- Directed by: Takayuki Hirao
- Screenplay by: Kazuharu Sato Takayuki Hirao Takumi Minamijima
- Based on: Noroiya Shimai by Hirarin
- Produced by: Rie Shima Hikaru Kondo Sanae Miki
- Starring: Sumire Morohoshi Ai Kakuma
- Edited by: Tsuyoshi Imai
- Music by: Go Shiina
- Production company: Ufotable
- Distributed by: King Records
- Release dates: October 12, 2013 (Scotland Loves Anime); December 28, 2013 (Japan);
- Running time: 100 minutes
- Country: Japan
- Language: Japanese

= Yoyo and Nene, the Little Witch Sisters =

2013 film directed by Takayuki Hirao

Yoyo and Nene, the Little Witch Sisters (魔女っこ姉妹のヨヨとネネ, Majokko Shimai no Yoyo to Nene) is a 2013 Japanese animated fantasy film directed by Takayuki Hirao, based on the Noroiya Shimai series of Japanese comics by Hirarin.

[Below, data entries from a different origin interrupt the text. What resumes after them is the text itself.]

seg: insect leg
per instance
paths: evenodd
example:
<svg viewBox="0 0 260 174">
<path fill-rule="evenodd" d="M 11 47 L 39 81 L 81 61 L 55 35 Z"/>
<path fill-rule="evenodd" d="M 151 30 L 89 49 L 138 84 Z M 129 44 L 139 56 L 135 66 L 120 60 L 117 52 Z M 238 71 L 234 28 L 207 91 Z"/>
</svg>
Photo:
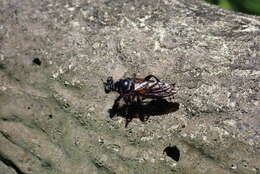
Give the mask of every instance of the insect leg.
<svg viewBox="0 0 260 174">
<path fill-rule="evenodd" d="M 148 81 L 148 80 L 150 80 L 151 78 L 155 78 L 155 80 L 156 80 L 157 82 L 160 81 L 156 76 L 154 76 L 154 75 L 152 75 L 152 74 L 146 76 L 146 77 L 144 78 L 144 80 L 145 80 L 145 81 Z"/>
</svg>

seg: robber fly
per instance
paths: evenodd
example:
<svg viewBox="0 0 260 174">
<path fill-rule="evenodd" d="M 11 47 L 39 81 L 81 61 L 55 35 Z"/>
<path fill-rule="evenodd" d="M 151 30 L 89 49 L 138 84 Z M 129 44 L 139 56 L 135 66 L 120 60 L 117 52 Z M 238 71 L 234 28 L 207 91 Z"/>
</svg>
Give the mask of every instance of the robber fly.
<svg viewBox="0 0 260 174">
<path fill-rule="evenodd" d="M 156 76 L 148 75 L 144 79 L 133 78 L 119 79 L 114 83 L 112 77 L 104 82 L 105 92 L 118 92 L 120 96 L 116 99 L 117 104 L 122 98 L 128 105 L 133 102 L 141 103 L 144 99 L 174 98 L 176 94 L 175 84 L 161 82 Z"/>
</svg>

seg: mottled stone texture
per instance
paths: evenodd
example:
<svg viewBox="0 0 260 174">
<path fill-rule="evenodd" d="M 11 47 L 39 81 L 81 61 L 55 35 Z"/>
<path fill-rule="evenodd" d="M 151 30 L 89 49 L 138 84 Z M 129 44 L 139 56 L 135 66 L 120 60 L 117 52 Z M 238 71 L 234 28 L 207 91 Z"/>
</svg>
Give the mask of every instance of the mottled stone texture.
<svg viewBox="0 0 260 174">
<path fill-rule="evenodd" d="M 102 79 L 133 73 L 176 83 L 147 113 L 178 107 L 111 119 Z M 1 174 L 260 173 L 260 17 L 198 0 L 0 0 L 0 79 Z"/>
</svg>

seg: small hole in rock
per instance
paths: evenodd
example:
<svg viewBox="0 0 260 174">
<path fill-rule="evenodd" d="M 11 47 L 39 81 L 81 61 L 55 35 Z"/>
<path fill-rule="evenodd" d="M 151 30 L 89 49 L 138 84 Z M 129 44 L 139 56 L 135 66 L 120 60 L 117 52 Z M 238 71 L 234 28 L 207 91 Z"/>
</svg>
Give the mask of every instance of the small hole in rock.
<svg viewBox="0 0 260 174">
<path fill-rule="evenodd" d="M 177 146 L 168 146 L 163 150 L 167 156 L 171 157 L 174 161 L 180 160 L 180 150 Z"/>
<path fill-rule="evenodd" d="M 42 64 L 42 62 L 39 58 L 34 58 L 33 63 L 36 64 L 36 65 L 39 65 L 39 66 Z"/>
</svg>

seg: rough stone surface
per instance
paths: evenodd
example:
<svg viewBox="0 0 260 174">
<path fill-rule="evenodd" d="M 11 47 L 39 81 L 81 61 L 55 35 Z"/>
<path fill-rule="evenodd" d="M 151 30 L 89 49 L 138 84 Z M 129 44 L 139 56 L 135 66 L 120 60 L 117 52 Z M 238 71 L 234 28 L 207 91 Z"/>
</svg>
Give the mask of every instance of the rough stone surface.
<svg viewBox="0 0 260 174">
<path fill-rule="evenodd" d="M 0 173 L 259 174 L 259 57 L 260 17 L 198 0 L 0 0 Z M 133 73 L 179 107 L 111 119 Z"/>
</svg>

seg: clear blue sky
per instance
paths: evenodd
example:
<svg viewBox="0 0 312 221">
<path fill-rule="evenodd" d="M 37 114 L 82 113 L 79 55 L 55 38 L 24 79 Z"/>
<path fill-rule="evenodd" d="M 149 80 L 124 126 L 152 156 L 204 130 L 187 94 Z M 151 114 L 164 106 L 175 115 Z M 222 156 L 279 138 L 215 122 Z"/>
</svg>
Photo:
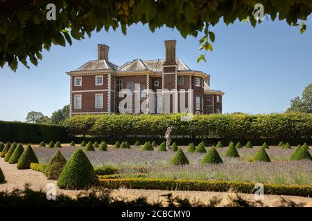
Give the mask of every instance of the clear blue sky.
<svg viewBox="0 0 312 221">
<path fill-rule="evenodd" d="M 301 95 L 312 83 L 312 22 L 304 35 L 285 21 L 264 21 L 254 29 L 250 23 L 222 22 L 213 28 L 214 52 L 207 62 L 196 62 L 198 39 L 183 39 L 175 30 L 163 28 L 152 33 L 142 25 L 93 33 L 90 39 L 73 41 L 71 46 L 53 46 L 43 60 L 16 73 L 0 68 L 0 119 L 24 121 L 27 113 L 50 116 L 69 103 L 69 77 L 74 70 L 97 57 L 97 46 L 110 47 L 110 61 L 121 65 L 137 58 L 164 58 L 166 39 L 177 40 L 177 57 L 192 69 L 211 75 L 211 86 L 222 90 L 223 113 L 270 113 L 284 111 L 291 99 Z"/>
</svg>

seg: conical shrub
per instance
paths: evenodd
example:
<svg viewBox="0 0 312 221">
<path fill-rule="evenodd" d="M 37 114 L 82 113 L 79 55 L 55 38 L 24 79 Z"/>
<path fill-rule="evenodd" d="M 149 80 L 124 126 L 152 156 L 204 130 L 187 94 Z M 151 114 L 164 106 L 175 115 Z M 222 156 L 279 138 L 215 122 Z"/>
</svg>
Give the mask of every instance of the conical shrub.
<svg viewBox="0 0 312 221">
<path fill-rule="evenodd" d="M 8 160 L 9 164 L 17 164 L 17 162 L 19 161 L 19 157 L 23 154 L 24 152 L 24 147 L 21 144 L 19 144 L 17 146 L 14 150 L 13 153 L 12 153 L 11 156 L 10 157 L 10 159 Z"/>
<path fill-rule="evenodd" d="M 66 165 L 66 159 L 62 153 L 59 150 L 56 151 L 44 170 L 44 175 L 48 179 L 58 180 Z"/>
<path fill-rule="evenodd" d="M 218 142 L 218 144 L 216 144 L 216 148 L 223 147 L 223 145 L 222 144 L 221 142 L 219 141 L 219 142 Z"/>
<path fill-rule="evenodd" d="M 252 144 L 251 142 L 248 141 L 246 144 L 246 146 L 245 146 L 245 148 L 252 148 Z"/>
<path fill-rule="evenodd" d="M 173 150 L 173 151 L 175 151 L 175 151 L 177 151 L 178 147 L 177 147 L 177 144 L 175 144 L 175 142 L 174 142 L 173 144 L 172 144 L 171 148 L 172 148 L 172 150 Z"/>
<path fill-rule="evenodd" d="M 26 146 L 17 162 L 17 169 L 19 170 L 31 169 L 31 163 L 38 164 L 39 162 L 31 146 L 28 145 Z"/>
<path fill-rule="evenodd" d="M 82 189 L 96 184 L 98 177 L 85 153 L 78 148 L 69 158 L 58 180 L 60 189 Z"/>
<path fill-rule="evenodd" d="M 55 144 L 54 144 L 54 142 L 51 140 L 50 144 L 48 145 L 48 148 L 53 148 L 54 146 L 55 146 Z"/>
<path fill-rule="evenodd" d="M 204 158 L 202 160 L 202 164 L 223 164 L 223 161 L 220 157 L 219 153 L 214 146 L 211 146 L 211 148 L 208 151 L 208 153 L 205 155 Z"/>
<path fill-rule="evenodd" d="M 93 146 L 92 142 L 91 141 L 89 142 L 89 143 L 87 144 L 86 146 L 83 148 L 83 151 L 94 151 L 95 148 Z"/>
<path fill-rule="evenodd" d="M 235 146 L 235 147 L 236 147 L 236 149 L 238 149 L 239 148 L 242 148 L 242 147 L 243 147 L 243 145 L 241 145 L 241 142 L 239 142 L 236 144 L 236 146 Z"/>
<path fill-rule="evenodd" d="M 120 142 L 119 142 L 119 141 L 117 141 L 117 142 L 115 143 L 115 145 L 114 145 L 114 148 L 119 148 L 119 146 L 120 146 Z"/>
<path fill-rule="evenodd" d="M 189 160 L 180 148 L 177 149 L 173 157 L 171 158 L 170 162 L 173 165 L 189 164 Z"/>
<path fill-rule="evenodd" d="M 166 148 L 166 146 L 164 144 L 164 143 L 160 144 L 160 145 L 158 146 L 157 151 L 166 151 L 167 148 Z"/>
<path fill-rule="evenodd" d="M 154 151 L 154 148 L 153 148 L 152 145 L 150 145 L 148 142 L 145 142 L 144 145 L 143 145 L 142 151 Z"/>
<path fill-rule="evenodd" d="M 15 142 L 12 144 L 11 147 L 10 147 L 9 150 L 6 153 L 6 155 L 4 156 L 4 161 L 8 162 L 10 160 L 10 157 L 11 157 L 12 154 L 13 153 L 13 152 L 15 150 L 17 146 L 17 145 L 16 144 Z"/>
<path fill-rule="evenodd" d="M 95 148 L 98 148 L 99 146 L 98 143 L 96 141 L 94 144 L 93 144 L 93 146 Z"/>
<path fill-rule="evenodd" d="M 270 162 L 271 159 L 270 159 L 269 155 L 266 153 L 266 148 L 261 146 L 254 155 L 254 161 Z"/>
<path fill-rule="evenodd" d="M 239 152 L 234 145 L 230 145 L 225 153 L 225 155 L 229 157 L 239 157 Z"/>
<path fill-rule="evenodd" d="M 4 146 L 3 149 L 2 150 L 1 154 L 0 155 L 1 157 L 4 157 L 6 153 L 8 153 L 8 150 L 10 149 L 10 147 L 11 147 L 11 144 L 7 142 L 6 144 L 6 146 Z"/>
<path fill-rule="evenodd" d="M 200 143 L 198 146 L 195 149 L 195 153 L 207 153 L 207 151 L 205 148 L 204 144 L 202 143 Z"/>
<path fill-rule="evenodd" d="M 191 143 L 189 144 L 189 148 L 187 148 L 187 152 L 193 153 L 196 149 L 196 147 L 195 146 L 194 144 Z"/>
<path fill-rule="evenodd" d="M 297 155 L 297 153 L 298 153 L 299 150 L 300 149 L 301 146 L 300 144 L 298 144 L 298 146 L 297 146 L 296 148 L 295 149 L 295 151 L 293 152 L 293 155 L 291 157 L 291 160 L 295 160 L 295 157 Z"/>
</svg>

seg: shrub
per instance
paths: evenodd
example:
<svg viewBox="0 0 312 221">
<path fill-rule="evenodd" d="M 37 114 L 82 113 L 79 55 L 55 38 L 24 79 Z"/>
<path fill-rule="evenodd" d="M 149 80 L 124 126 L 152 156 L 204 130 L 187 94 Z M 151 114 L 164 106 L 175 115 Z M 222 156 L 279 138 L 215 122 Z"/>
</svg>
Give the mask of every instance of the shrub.
<svg viewBox="0 0 312 221">
<path fill-rule="evenodd" d="M 242 147 L 243 147 L 243 145 L 241 145 L 241 142 L 239 142 L 236 144 L 236 146 L 235 147 L 236 147 L 236 148 L 242 148 Z"/>
<path fill-rule="evenodd" d="M 61 148 L 61 147 L 62 147 L 62 145 L 61 145 L 61 144 L 58 141 L 58 142 L 56 142 L 55 145 L 54 145 L 54 147 L 55 147 L 55 148 Z"/>
<path fill-rule="evenodd" d="M 145 142 L 144 145 L 143 145 L 142 151 L 154 151 L 154 148 L 153 148 L 152 145 L 150 145 L 148 142 Z"/>
<path fill-rule="evenodd" d="M 62 153 L 59 150 L 56 151 L 44 170 L 44 175 L 48 179 L 58 180 L 66 162 L 66 159 Z"/>
<path fill-rule="evenodd" d="M 177 151 L 177 149 L 178 149 L 178 147 L 177 147 L 177 144 L 175 143 L 175 142 L 174 142 L 173 144 L 172 144 L 172 145 L 171 145 L 171 148 L 172 148 L 172 150 L 173 151 Z"/>
<path fill-rule="evenodd" d="M 207 153 L 206 148 L 205 148 L 204 144 L 202 143 L 200 143 L 198 146 L 195 149 L 195 153 Z"/>
<path fill-rule="evenodd" d="M 177 149 L 170 162 L 173 165 L 189 164 L 189 160 L 187 160 L 187 156 L 180 148 Z"/>
<path fill-rule="evenodd" d="M 55 145 L 55 144 L 54 144 L 54 142 L 51 140 L 50 144 L 49 144 L 48 145 L 48 148 L 53 148 Z"/>
<path fill-rule="evenodd" d="M 28 145 L 26 146 L 17 162 L 17 169 L 19 170 L 31 169 L 31 163 L 38 164 L 39 162 L 33 148 L 31 145 Z"/>
<path fill-rule="evenodd" d="M 208 151 L 208 153 L 205 155 L 204 158 L 202 160 L 202 164 L 223 164 L 221 157 L 220 157 L 219 153 L 214 146 L 211 146 L 211 148 Z"/>
<path fill-rule="evenodd" d="M 13 153 L 14 151 L 15 150 L 15 148 L 17 147 L 17 144 L 15 142 L 12 144 L 11 147 L 10 147 L 8 152 L 6 153 L 6 155 L 4 156 L 4 161 L 8 162 L 10 160 L 10 157 L 12 155 L 12 153 Z"/>
<path fill-rule="evenodd" d="M 265 148 L 261 146 L 259 148 L 258 152 L 257 152 L 254 155 L 254 161 L 270 162 L 271 159 L 270 159 Z"/>
<path fill-rule="evenodd" d="M 218 142 L 218 144 L 216 144 L 216 148 L 223 147 L 223 145 L 222 144 L 221 142 L 219 141 L 219 142 Z"/>
<path fill-rule="evenodd" d="M 194 144 L 191 143 L 189 144 L 189 148 L 187 148 L 187 152 L 193 153 L 196 149 L 196 147 L 195 146 Z"/>
<path fill-rule="evenodd" d="M 239 157 L 239 152 L 234 145 L 230 145 L 227 150 L 225 155 L 229 157 Z"/>
<path fill-rule="evenodd" d="M 83 151 L 94 151 L 95 148 L 93 146 L 92 142 L 91 141 L 89 142 L 89 143 L 87 144 L 86 146 L 83 148 Z"/>
<path fill-rule="evenodd" d="M 252 144 L 251 142 L 248 141 L 246 144 L 246 146 L 245 146 L 245 148 L 252 148 Z"/>
<path fill-rule="evenodd" d="M 97 175 L 88 157 L 77 149 L 62 171 L 58 186 L 60 189 L 81 189 L 97 182 Z"/>
<path fill-rule="evenodd" d="M 95 147 L 95 148 L 98 148 L 99 146 L 98 146 L 98 143 L 96 141 L 94 142 L 94 144 L 93 144 L 93 146 Z"/>
<path fill-rule="evenodd" d="M 3 149 L 1 151 L 1 154 L 0 157 L 4 157 L 4 156 L 6 155 L 6 153 L 8 153 L 8 150 L 10 149 L 10 147 L 11 147 L 11 144 L 10 144 L 9 142 L 7 142 L 6 144 L 6 146 L 4 146 Z"/>
<path fill-rule="evenodd" d="M 120 146 L 120 142 L 119 142 L 119 141 L 117 141 L 117 142 L 115 143 L 115 145 L 114 145 L 114 148 L 119 148 L 119 146 Z"/>
<path fill-rule="evenodd" d="M 165 144 L 164 143 L 160 144 L 160 145 L 158 146 L 158 151 L 166 151 L 167 148 L 166 148 Z"/>
<path fill-rule="evenodd" d="M 14 150 L 13 153 L 12 153 L 11 156 L 8 160 L 9 164 L 17 164 L 19 157 L 24 152 L 24 147 L 21 144 L 19 144 L 17 146 Z"/>
</svg>

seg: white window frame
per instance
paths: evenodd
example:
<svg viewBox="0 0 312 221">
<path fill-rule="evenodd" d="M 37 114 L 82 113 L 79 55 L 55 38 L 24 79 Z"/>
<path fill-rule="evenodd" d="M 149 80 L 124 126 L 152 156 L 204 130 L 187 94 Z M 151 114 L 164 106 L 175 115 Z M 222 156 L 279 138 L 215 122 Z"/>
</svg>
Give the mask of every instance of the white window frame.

It is also known in English as Magical Sisters Yoyo and Nene, Little Witches Yoyo & Nene, or Magical Witches Yoyo and Nene, or Magical Sisters Yoyo & Nene.

==Cast==
- Sumire Morohoshi as Yoyo
- Ai Kakuma as Nene
- Takahiro Sakurai as Takeo
- Miyuki Sawashiro as Takahiro
- Rio Sasaki as Aki

==Plot==
Yoyo and Nene work as "noroiya" (cursers) using magic in a fantasy world. One day a big tree suddenly appears in a forest, and tall buildings that look like they are from another world (our world) can be seen entangled in it. The two sisters go there to investigate, and Yoyo gets transported to our world. Yoyo then encounters two children who are startled by her sudden appearance and rush back home. But, at home they find their parents turning into monsters.